The thing is, React Navigation linking object is so smart it can parse your path...

However you may not want this parsing ! In my example for the url that ends with .html I want to handle totoro.html the same way I handle my-best-friend/totoro.html. In this case, in the linking object, we have to use the function getStateFromPath.

This function will give you the whole path as an argument and you will return the state of the navigation you want to display for this path. So for our case, we will do something like that:

const linking = {
...,
getStateFromPath: (path) => {
if (path === '/developer-news') {
return {
index: 0,
routes: [{ name: 'DevelopersPage' }],
} // that's your navigation state
} else if (path.includes('.html')) {
return {
index: 0,
routes: [{name: 'HtmlPage', params: { link: path }]
}
} ...
...
},
...,
}

This is how you can really fine tune your redirection depending on your path.

Recap

Ok, so where are we on our objective for this article?

  • The basic link: /developer-news
  • All .html link: ✅
  • The /contact we don’t want to open: on iOS ✅ however on Android ❌

Unfortunately for now, there is no way to filter out links on Android ☹️. So you have to make a backup plan. The simplest thing you could do is a redirection to some page if you open a path that you haven’t manage.

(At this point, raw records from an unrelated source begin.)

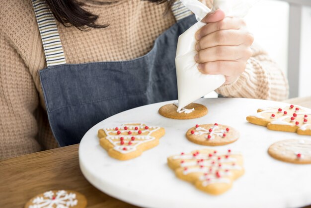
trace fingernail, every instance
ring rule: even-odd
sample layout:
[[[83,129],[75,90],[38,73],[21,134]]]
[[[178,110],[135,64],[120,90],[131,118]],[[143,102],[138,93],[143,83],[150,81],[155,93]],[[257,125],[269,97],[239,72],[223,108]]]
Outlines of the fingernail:
[[[203,65],[202,64],[198,64],[198,69],[200,70],[203,68]]]
[[[199,60],[199,55],[198,54],[196,55],[194,57],[194,60],[196,62],[198,62],[198,60]]]
[[[198,34],[195,34],[195,39],[197,39],[197,40],[199,40],[200,39],[200,38],[201,38],[201,35],[199,33]]]
[[[198,43],[195,45],[195,49],[197,51],[199,51],[200,50],[200,46]]]

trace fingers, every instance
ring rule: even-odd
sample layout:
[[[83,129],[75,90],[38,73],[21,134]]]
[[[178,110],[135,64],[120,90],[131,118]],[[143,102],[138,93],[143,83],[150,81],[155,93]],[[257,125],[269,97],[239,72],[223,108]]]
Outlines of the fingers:
[[[217,61],[200,64],[198,69],[203,74],[210,75],[222,74],[228,77],[238,76],[244,72],[246,62],[242,61]]]
[[[250,45],[254,38],[250,33],[239,30],[219,30],[203,36],[196,45],[197,51],[218,45],[238,46],[242,44]]]
[[[208,13],[201,21],[204,23],[215,22],[225,18],[225,13],[221,9]]]
[[[238,60],[246,62],[252,55],[250,48],[243,45],[239,46],[217,46],[200,50],[194,59],[198,63]]]
[[[246,23],[242,19],[226,17],[220,21],[207,24],[196,33],[195,37],[199,40],[202,37],[218,30],[238,30],[244,27],[246,27]]]

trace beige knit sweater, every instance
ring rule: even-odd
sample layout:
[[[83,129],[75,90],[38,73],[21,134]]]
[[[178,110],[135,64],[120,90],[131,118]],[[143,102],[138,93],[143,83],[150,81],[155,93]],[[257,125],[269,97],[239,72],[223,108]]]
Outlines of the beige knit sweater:
[[[100,23],[109,22],[109,28],[82,32],[58,25],[68,63],[141,56],[175,22],[170,11],[162,15],[164,5],[140,0],[96,2],[87,0],[85,6],[100,15]],[[286,99],[286,78],[264,51],[253,48],[245,72],[217,93],[231,97]],[[45,67],[31,0],[0,0],[0,159],[57,146],[39,82],[38,72]]]

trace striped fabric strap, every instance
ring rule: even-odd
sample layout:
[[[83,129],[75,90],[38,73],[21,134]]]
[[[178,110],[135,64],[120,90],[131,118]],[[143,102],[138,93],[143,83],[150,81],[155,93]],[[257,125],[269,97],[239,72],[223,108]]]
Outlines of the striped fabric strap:
[[[171,7],[172,12],[176,21],[180,20],[191,14],[192,12],[184,5],[179,0],[177,0]]]
[[[44,0],[32,0],[48,67],[66,61],[54,17]]]

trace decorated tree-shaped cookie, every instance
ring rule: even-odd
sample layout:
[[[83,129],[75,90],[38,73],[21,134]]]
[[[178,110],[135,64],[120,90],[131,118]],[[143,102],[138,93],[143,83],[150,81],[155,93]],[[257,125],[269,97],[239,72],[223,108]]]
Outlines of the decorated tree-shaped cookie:
[[[129,124],[98,130],[101,145],[116,159],[128,160],[158,144],[165,133],[163,128],[144,124]]]
[[[228,150],[218,152],[212,149],[181,153],[167,159],[169,166],[176,176],[193,183],[196,187],[211,194],[220,194],[231,187],[233,180],[243,172],[242,158]]]
[[[311,109],[291,104],[258,109],[257,113],[246,119],[252,123],[266,126],[271,130],[311,135],[310,116]]]

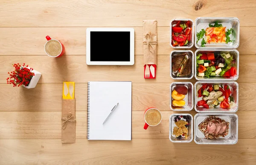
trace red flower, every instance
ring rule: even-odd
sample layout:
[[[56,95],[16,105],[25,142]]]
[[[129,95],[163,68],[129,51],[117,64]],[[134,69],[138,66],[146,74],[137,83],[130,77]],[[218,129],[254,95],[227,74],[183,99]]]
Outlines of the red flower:
[[[32,72],[33,69],[28,68],[28,65],[26,66],[25,63],[23,65],[20,65],[19,63],[15,64],[13,67],[15,69],[13,72],[8,72],[10,77],[6,79],[7,84],[12,84],[13,87],[20,87],[21,85],[27,86],[30,82],[32,77],[35,75],[35,73]]]

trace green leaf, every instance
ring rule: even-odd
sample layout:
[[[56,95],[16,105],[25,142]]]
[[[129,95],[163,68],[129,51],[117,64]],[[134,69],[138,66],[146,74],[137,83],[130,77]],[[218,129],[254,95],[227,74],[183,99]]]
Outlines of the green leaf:
[[[233,31],[234,30],[232,28],[230,28],[230,29],[227,29],[226,32],[226,43],[228,43],[229,42],[232,41],[230,40],[230,38],[229,36]]]
[[[223,27],[222,24],[220,23],[218,23],[218,21],[217,21],[215,22],[213,25],[212,25],[211,23],[209,23],[209,27]]]
[[[210,77],[210,75],[212,73],[212,69],[210,67],[208,67],[204,72],[204,76],[208,78]]]
[[[204,38],[203,38],[203,40],[202,40],[202,42],[201,42],[201,45],[202,47],[204,47],[204,45],[206,43],[206,42],[205,40],[204,40]]]
[[[206,32],[205,32],[205,30],[203,29],[202,30],[201,30],[200,32],[196,34],[196,37],[197,38],[196,43],[197,43],[198,42],[198,41],[199,41],[200,39],[203,38],[204,35],[205,33],[206,33]]]

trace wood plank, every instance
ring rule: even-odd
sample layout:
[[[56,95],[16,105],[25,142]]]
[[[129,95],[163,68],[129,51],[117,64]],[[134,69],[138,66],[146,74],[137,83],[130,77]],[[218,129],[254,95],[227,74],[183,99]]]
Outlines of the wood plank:
[[[0,6],[0,26],[142,26],[143,20],[156,19],[159,26],[168,26],[174,18],[195,20],[198,17],[221,17],[223,13],[225,17],[239,17],[241,26],[256,26],[255,18],[248,17],[254,14],[253,0],[247,0],[246,3],[239,0],[233,0],[232,3],[204,1],[203,7],[197,11],[197,2],[5,0]]]
[[[169,139],[78,139],[70,144],[61,144],[59,139],[1,139],[0,145],[0,164],[6,165],[178,165],[184,161],[184,154],[189,165],[252,165],[256,161],[256,139],[241,139],[224,147]]]
[[[239,111],[255,110],[251,96],[256,92],[255,85],[239,84]],[[132,110],[144,111],[150,106],[170,111],[169,88],[169,83],[133,83]],[[1,100],[0,111],[61,111],[62,84],[39,84],[32,89],[0,84],[0,89],[8,93]],[[87,110],[87,83],[76,84],[75,96],[76,110]]]
[[[143,129],[143,111],[132,113],[132,139],[166,139],[169,137],[170,115],[178,112],[162,111],[162,122],[157,127]],[[187,112],[183,113],[186,113]],[[193,115],[195,112],[188,112]],[[256,122],[248,120],[256,112],[237,113],[239,118],[239,139],[256,139]],[[87,112],[77,111],[76,139],[87,139]],[[61,112],[0,112],[0,139],[61,139]]]
[[[187,81],[188,80],[173,80],[170,76],[169,55],[159,55],[156,78],[145,79],[143,76],[143,56],[135,56],[133,66],[88,66],[84,55],[66,56],[52,59],[47,56],[0,56],[2,67],[0,70],[0,83],[6,83],[7,73],[13,70],[12,64],[25,63],[34,69],[41,72],[39,83],[62,83],[63,81],[87,83],[93,81],[131,81],[133,83],[172,83]],[[244,55],[239,58],[242,67],[239,69],[239,83],[255,83],[254,70],[256,56]],[[118,75],[118,76],[116,75]],[[189,80],[196,82],[193,78]]]
[[[134,27],[135,31],[135,53],[143,54],[142,28]],[[44,55],[45,36],[61,41],[66,48],[66,55],[85,55],[86,53],[86,28],[1,28],[2,36],[0,55]],[[20,32],[22,32],[21,33]],[[158,27],[158,55],[169,55],[174,50],[170,46],[170,28]],[[240,46],[238,50],[240,55],[255,55],[256,27],[241,27]],[[244,37],[244,36],[246,36]],[[190,49],[195,52],[194,46]],[[111,51],[110,52],[111,52]]]

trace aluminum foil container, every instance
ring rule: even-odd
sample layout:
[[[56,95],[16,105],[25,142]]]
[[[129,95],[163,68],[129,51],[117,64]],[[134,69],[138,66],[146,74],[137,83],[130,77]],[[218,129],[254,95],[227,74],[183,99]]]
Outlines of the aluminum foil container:
[[[228,134],[225,137],[212,139],[206,138],[198,125],[207,117],[215,116],[229,122]],[[197,113],[194,117],[194,141],[199,145],[234,145],[238,141],[238,116],[235,113]]]
[[[185,137],[176,137],[175,135],[172,135],[173,128],[176,126],[174,118],[177,116],[189,116],[191,120],[189,120],[189,126],[187,127],[188,137],[186,139]],[[172,142],[174,143],[188,143],[191,142],[193,140],[193,116],[189,113],[174,113],[170,116],[169,119],[169,139]]]
[[[233,64],[233,67],[236,69],[236,75],[230,77],[221,76],[201,77],[198,76],[196,68],[196,56],[200,53],[217,53],[218,54],[230,53],[233,55],[233,57],[236,59],[236,63]],[[195,52],[195,77],[198,81],[236,81],[239,76],[239,52],[236,49],[197,49]]]
[[[191,72],[189,75],[188,75],[186,76],[177,76],[172,71],[172,58],[174,56],[177,55],[180,55],[187,53],[189,55],[189,58],[190,59],[189,61],[189,65],[190,66],[190,69],[191,69]],[[180,79],[180,80],[189,80],[194,76],[194,53],[191,50],[173,50],[171,52],[170,55],[170,75],[172,78],[173,79]]]
[[[228,85],[231,88],[231,96],[234,98],[234,102],[236,106],[232,108],[223,108],[220,107],[216,107],[215,108],[209,108],[209,109],[205,108],[203,107],[199,107],[197,103],[198,101],[201,100],[201,98],[198,98],[198,90],[199,87],[205,84],[214,85],[218,84],[219,85]],[[197,87],[198,87],[197,88]],[[199,113],[234,113],[238,110],[238,84],[235,81],[197,81],[195,84],[195,110],[196,111]]]
[[[226,43],[211,43],[206,44],[205,47],[201,46],[201,40],[197,43],[196,34],[202,29],[205,30],[209,27],[209,23],[214,23],[216,21],[222,24],[223,27],[227,27],[226,31],[228,29],[232,28],[234,30],[230,36],[231,42]],[[238,18],[235,17],[199,17],[195,19],[195,46],[198,49],[236,49],[239,43],[239,26],[240,23]]]
[[[189,42],[187,46],[174,46],[172,44],[172,25],[176,24],[179,20],[181,21],[189,21],[190,24],[192,25],[191,28],[192,28],[192,32],[190,33],[190,39],[189,41]],[[171,20],[170,22],[170,45],[174,49],[184,49],[184,48],[191,48],[194,45],[194,23],[193,20],[190,19],[174,19]]]
[[[175,107],[172,105],[173,98],[172,98],[172,92],[177,84],[185,85],[188,89],[188,94],[183,99],[186,104],[183,107]],[[175,82],[171,84],[170,86],[170,107],[174,111],[189,111],[193,109],[194,107],[194,90],[193,84],[190,82]]]

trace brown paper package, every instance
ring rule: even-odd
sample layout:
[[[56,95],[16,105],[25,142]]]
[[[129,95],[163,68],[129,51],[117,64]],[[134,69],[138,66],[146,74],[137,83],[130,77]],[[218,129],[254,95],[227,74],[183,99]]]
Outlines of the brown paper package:
[[[62,99],[61,119],[61,142],[62,143],[76,142],[76,122],[68,121],[65,128],[63,127],[63,118],[67,118],[68,113],[73,116],[70,120],[76,119],[76,99]]]
[[[143,54],[144,65],[157,65],[157,32],[156,20],[143,20]]]

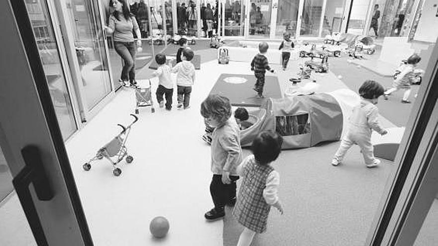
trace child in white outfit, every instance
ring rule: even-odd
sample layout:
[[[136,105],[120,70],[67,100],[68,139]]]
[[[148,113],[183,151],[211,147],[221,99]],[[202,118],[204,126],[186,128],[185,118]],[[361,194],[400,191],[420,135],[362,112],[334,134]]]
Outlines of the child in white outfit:
[[[233,215],[245,228],[237,246],[249,246],[256,233],[266,231],[271,207],[283,214],[283,207],[277,195],[280,175],[271,166],[281,151],[283,139],[277,133],[265,131],[252,142],[253,155],[237,166],[242,178]]]
[[[382,135],[388,132],[379,124],[379,109],[374,105],[377,103],[379,97],[383,94],[384,91],[383,86],[374,81],[366,81],[361,85],[359,88],[360,102],[353,108],[346,135],[342,140],[331,164],[338,165],[354,144],[360,147],[367,167],[373,167],[380,163],[380,160],[374,158],[371,138],[372,130]]]
[[[414,68],[417,64],[421,61],[421,58],[417,54],[414,54],[408,58],[407,64],[404,65],[397,70],[400,74],[395,77],[392,84],[392,87],[385,91],[383,95],[385,100],[388,100],[388,96],[391,93],[400,89],[405,90],[402,103],[410,103],[408,100],[411,94],[411,85],[415,82],[416,75],[414,73]]]

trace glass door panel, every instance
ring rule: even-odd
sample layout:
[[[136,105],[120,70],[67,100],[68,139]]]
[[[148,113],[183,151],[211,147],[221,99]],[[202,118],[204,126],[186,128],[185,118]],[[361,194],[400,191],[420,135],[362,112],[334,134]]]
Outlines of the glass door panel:
[[[59,47],[45,1],[26,1],[46,80],[59,126],[65,140],[77,129]]]
[[[250,0],[249,9],[249,35],[251,38],[267,38],[271,32],[271,14],[272,2]]]
[[[245,0],[230,1],[226,0],[222,12],[224,36],[243,36],[245,34]]]
[[[294,0],[278,0],[277,8],[277,27],[275,37],[282,38],[283,33],[286,30],[293,37],[296,37],[297,22],[298,19],[299,1]]]
[[[105,36],[97,0],[72,0],[67,3],[81,81],[88,110],[111,91]]]
[[[304,0],[300,35],[318,37],[322,17],[324,0]]]
[[[339,32],[342,24],[345,0],[329,0],[326,5],[321,36]]]

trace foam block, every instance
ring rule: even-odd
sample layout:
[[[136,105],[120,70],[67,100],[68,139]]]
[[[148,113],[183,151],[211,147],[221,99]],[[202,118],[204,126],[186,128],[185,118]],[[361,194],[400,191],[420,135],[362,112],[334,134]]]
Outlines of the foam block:
[[[374,156],[394,161],[405,132],[405,128],[393,127],[387,130],[388,133],[383,136],[373,131],[371,143],[374,145]]]

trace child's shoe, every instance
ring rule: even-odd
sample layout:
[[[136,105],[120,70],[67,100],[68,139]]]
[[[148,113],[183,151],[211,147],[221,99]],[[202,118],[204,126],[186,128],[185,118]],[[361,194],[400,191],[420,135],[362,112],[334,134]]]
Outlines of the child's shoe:
[[[216,209],[212,208],[204,215],[205,218],[209,220],[214,220],[225,216],[225,211],[222,208],[219,211],[217,211]]]
[[[331,160],[331,164],[333,165],[337,165],[340,164],[340,162],[338,162],[336,159],[333,159]]]
[[[374,167],[374,166],[377,166],[379,164],[380,164],[380,160],[379,159],[374,159],[374,162],[371,164],[366,165],[366,167],[368,168]]]

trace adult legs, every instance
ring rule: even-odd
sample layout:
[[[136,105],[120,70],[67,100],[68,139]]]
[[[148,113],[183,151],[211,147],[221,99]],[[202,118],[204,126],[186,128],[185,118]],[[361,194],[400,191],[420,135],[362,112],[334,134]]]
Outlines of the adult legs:
[[[249,246],[251,245],[251,243],[252,242],[252,239],[254,238],[255,234],[255,232],[245,227],[239,237],[237,246]]]
[[[123,42],[114,42],[114,48],[117,54],[123,60],[123,66],[121,70],[120,79],[122,81],[127,81],[129,80],[128,72],[131,70],[131,69],[134,66],[134,60],[125,44]]]

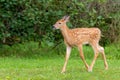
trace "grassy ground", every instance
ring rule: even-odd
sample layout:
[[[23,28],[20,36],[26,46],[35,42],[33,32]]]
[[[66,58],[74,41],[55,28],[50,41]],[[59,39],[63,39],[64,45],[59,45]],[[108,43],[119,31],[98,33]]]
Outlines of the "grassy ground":
[[[90,63],[91,59],[87,62]],[[104,70],[98,59],[93,72],[87,72],[81,59],[71,57],[67,72],[61,74],[63,57],[0,58],[0,80],[118,80],[120,60],[108,60],[109,69]]]
[[[84,46],[84,55],[90,64],[93,50]],[[67,72],[61,74],[64,64],[65,47],[42,49],[38,43],[30,42],[0,47],[0,80],[119,80],[120,45],[108,45],[105,53],[109,69],[99,56],[93,72],[87,72],[79,58],[77,48],[72,49]]]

But in our case, we wanted to make sure that the user would be able to go to the link, so we’ve decided to add an in-app-browser. That’s one of many solution.

So the purpose of the configuration in React Navigation is to manage what you want to do with your Universal link once you have open your app.

 

Final Thought : on a website that is not yet released

Before ending this article, I just wanted to say a word about 2 other issues that we faced.

First is that our website was not yet released when we were doing the app. Of course we had some access to it, but it was protected either with a VPN or with a password. That is not good for universal link. For your two files on the website (apple-app-site-association and assetlinks.json) should be on a public route. It’s logical: otherwise your phone won’t be able to read those files!

And finally we had an issue : when you are on your phone’s browser and you click on an universal link, the universal link will open in your browser. It is to be expected : an universal link starts with https, so it can be handle in a browser !

So to be sure that we open the app by clicking on a link in a browser, there is a great way to handle this : smart links (in our case Firebase dynamic link).